Marilyn Spink, ingénieure en métallurgie et matériaux, s’est efforcée de rendre l’industrie des mines et des minéraux plus équitable en défendant la réussite des femmes dans ce secteur. Avec l'aimable autorisation de Scuralli Photography.

La feuille de route de Marilyn Spink, ingénieure en métallurgie et matériaux, s’étend sur une brillante carrière de 30 ans au sein de sociétés comme Hatch, Golder et SNC-Lavalin. Mais elle a dû parfois surmonter un obstacle difficile que bon nombre de ses pairs n’ont pas eu à affronter : son sexe.

CIM Magazine a discuté avec Mme Spink, qui a été une membre active du Professional Engineers Ontario (PEO) et de l’ICM pendant plus de 20 ans et qui, anciennement, était la seule femme membre du conseil du PEO. Il a été question de son expérience dans un secteur dominé par les hommes lors du 11e Gender Summit international. Ce sommet s’est déroulé à Montréal du 6 au 8 novembre et portait sur les enjeux de l’inclusion dans les universités, l’industrie et le gouvernement. Alors qu’on observe une disparité de genre dans de nombreux secteurs, celui de l’exploitation minière est l’un où ce déséquilibre est le plus criant.

En 2013, Women in Mining (R.-U.) et PwC ont publié  un rapport (en anglais) sur les tendances des femmes qui occupent des postes dans la haute direction et ont constaté que l’industrie minière était celle qui comptait le moins de femmes dans ses conseils d’administration que dans toute autre industrie, les femmes n’occupant que 5 % des postes au sein du conseil des 500 sociétés minières les plus importantes au monde.

Le rapport révèle également que les marges bénéficiaires sont plus élevées dans les sociétés minières qui comptent des femmes dans leur conseil d’administration.

Pourtant, quatre ans plus tard, les sociétés minières canadiennes continuent d’être à la traîne d’autres sociétés cotées à la Bourse de Toronto pour ce qui est d’intégrer des femmes au sein de leur conseil d’administration et à des postes de haute direction, comme le démontre un rapport d’Osler, Hoskin et Harcourt LLP publié en octobre. Pour Madame Spink, ce changement peut être amorcé par l’éducation et la communication.

ICM : Pourquoi avez-vous participé au Gender Summit?

Mme Spink : Je suis un chef de file dans la profession du génie au Canada et, en ce qui me concerne, il s’agit d’un problème de leadership, car nous ne mettons pas à profit tout le bassin de talents dont nous disposons, particulièrement dans l’industrie minière et minérale qui s’appuie largement sur les ingénieurs. J’ai vu tant de femmes quitter le secteur pour accomplir des choses vraiment formidables dans d’autres domaines, et nous sommes responsables de ces pertes.
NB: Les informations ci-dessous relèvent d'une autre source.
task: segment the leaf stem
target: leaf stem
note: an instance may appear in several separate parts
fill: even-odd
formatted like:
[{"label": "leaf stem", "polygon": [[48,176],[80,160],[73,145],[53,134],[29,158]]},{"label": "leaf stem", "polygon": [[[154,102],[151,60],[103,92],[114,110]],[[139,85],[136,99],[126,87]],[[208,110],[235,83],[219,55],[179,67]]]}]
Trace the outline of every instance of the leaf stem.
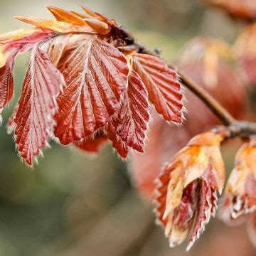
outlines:
[{"label": "leaf stem", "polygon": [[[160,51],[158,49],[152,50],[140,43],[138,40],[122,26],[117,25],[114,29],[114,34],[117,36],[117,38],[123,40],[127,46],[136,48],[138,53],[160,57]],[[230,132],[230,137],[240,136],[241,137],[248,137],[252,135],[256,136],[255,123],[236,120],[225,108],[197,82],[191,79],[183,72],[179,70],[174,64],[170,63],[166,60],[164,60],[166,61],[170,68],[177,72],[182,84],[201,100],[212,112],[218,117],[223,124],[225,126],[226,129]]]}]

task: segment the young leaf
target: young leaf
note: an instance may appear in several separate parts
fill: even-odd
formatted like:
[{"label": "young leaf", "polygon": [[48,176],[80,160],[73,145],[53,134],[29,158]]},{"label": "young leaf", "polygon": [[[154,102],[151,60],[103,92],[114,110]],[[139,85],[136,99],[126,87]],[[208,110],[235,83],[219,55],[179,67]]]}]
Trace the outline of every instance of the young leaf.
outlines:
[{"label": "young leaf", "polygon": [[134,68],[146,87],[150,101],[167,121],[182,121],[182,93],[176,73],[160,58],[136,54]]},{"label": "young leaf", "polygon": [[129,72],[126,58],[110,44],[95,36],[75,36],[72,43],[78,47],[59,64],[66,86],[57,100],[55,134],[63,144],[93,134],[110,120]]},{"label": "young leaf", "polygon": [[126,159],[129,152],[129,146],[117,134],[116,127],[113,124],[112,121],[107,124],[106,132],[107,138],[112,142],[112,147],[117,150],[122,158]]},{"label": "young leaf", "polygon": [[53,14],[58,21],[63,21],[80,25],[86,24],[86,22],[82,18],[70,11],[51,6],[48,6],[46,7]]},{"label": "young leaf", "polygon": [[100,31],[97,31],[89,26],[87,23],[84,25],[80,25],[36,17],[16,16],[15,18],[19,21],[38,26],[41,28],[49,29],[52,31],[62,33],[90,33],[92,34],[100,33],[102,35],[105,35],[110,32],[110,27],[106,23],[104,28],[100,28]]},{"label": "young leaf", "polygon": [[186,250],[188,251],[201,233],[204,231],[206,225],[209,222],[211,210],[212,191],[210,186],[203,180],[199,180],[198,184],[198,202],[196,220],[191,235],[188,240]]},{"label": "young leaf", "polygon": [[45,146],[57,111],[63,79],[48,55],[36,45],[26,75],[14,122],[18,152],[28,165]]},{"label": "young leaf", "polygon": [[127,92],[122,96],[121,107],[114,118],[117,133],[129,146],[143,152],[149,105],[146,89],[134,70],[129,76]]},{"label": "young leaf", "polygon": [[4,66],[0,68],[0,125],[1,112],[4,107],[11,99],[14,94],[13,69],[16,55],[18,50],[15,50],[7,59]]}]

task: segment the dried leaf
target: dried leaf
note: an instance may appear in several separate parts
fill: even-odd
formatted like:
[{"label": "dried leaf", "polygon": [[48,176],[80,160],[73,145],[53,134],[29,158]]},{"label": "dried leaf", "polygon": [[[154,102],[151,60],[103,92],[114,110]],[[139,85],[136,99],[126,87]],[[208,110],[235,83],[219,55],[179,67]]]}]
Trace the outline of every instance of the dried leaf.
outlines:
[{"label": "dried leaf", "polygon": [[[188,250],[215,215],[217,196],[224,186],[220,153],[223,139],[213,132],[193,138],[164,169],[156,187],[156,217],[165,228],[170,246],[181,243],[192,230]],[[195,221],[193,221],[195,220]]]},{"label": "dried leaf", "polygon": [[65,54],[58,66],[66,86],[57,100],[55,134],[63,144],[93,134],[110,120],[129,72],[124,55],[110,44],[90,35],[75,38],[79,46]]},{"label": "dried leaf", "polygon": [[1,112],[4,107],[11,99],[14,94],[14,63],[18,50],[15,50],[6,60],[5,65],[0,68],[0,125],[2,122]]},{"label": "dried leaf", "polygon": [[134,68],[145,85],[150,101],[167,121],[182,121],[182,93],[175,71],[160,58],[146,54],[133,57]]},{"label": "dried leaf", "polygon": [[63,21],[80,25],[86,24],[86,22],[82,18],[70,11],[52,6],[47,6],[46,7],[53,14],[58,21]]},{"label": "dried leaf", "polygon": [[[225,190],[221,217],[228,223],[256,210],[256,140],[252,139],[238,151],[235,166]],[[228,199],[229,199],[228,201]]]},{"label": "dried leaf", "polygon": [[146,89],[134,70],[129,76],[127,92],[122,97],[113,122],[117,134],[129,146],[143,152],[149,122],[149,104]]},{"label": "dried leaf", "polygon": [[63,76],[38,45],[32,50],[14,122],[18,151],[28,165],[46,145]]},{"label": "dried leaf", "polygon": [[49,29],[50,31],[62,33],[89,33],[92,34],[100,33],[102,35],[105,35],[110,32],[110,28],[107,24],[105,26],[105,30],[103,30],[102,29],[102,28],[100,28],[100,31],[96,31],[87,23],[84,25],[80,25],[36,17],[16,16],[15,18],[28,24],[31,24],[39,28]]}]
Je suis surprise d’être encore ici.

En outre, je me suis engagée à honorer le contrat social que nous avons dans le secteur minier et minéral – nous foulons pratiquement les terres des Autochtones – et la présente conférence fournit aux dirigeants des sociétés minières des outils simples à utiliser pour accroître l’équité, la diversité et l’inclusion dans notre industrie, de telle sorte que tous puissent prospérer.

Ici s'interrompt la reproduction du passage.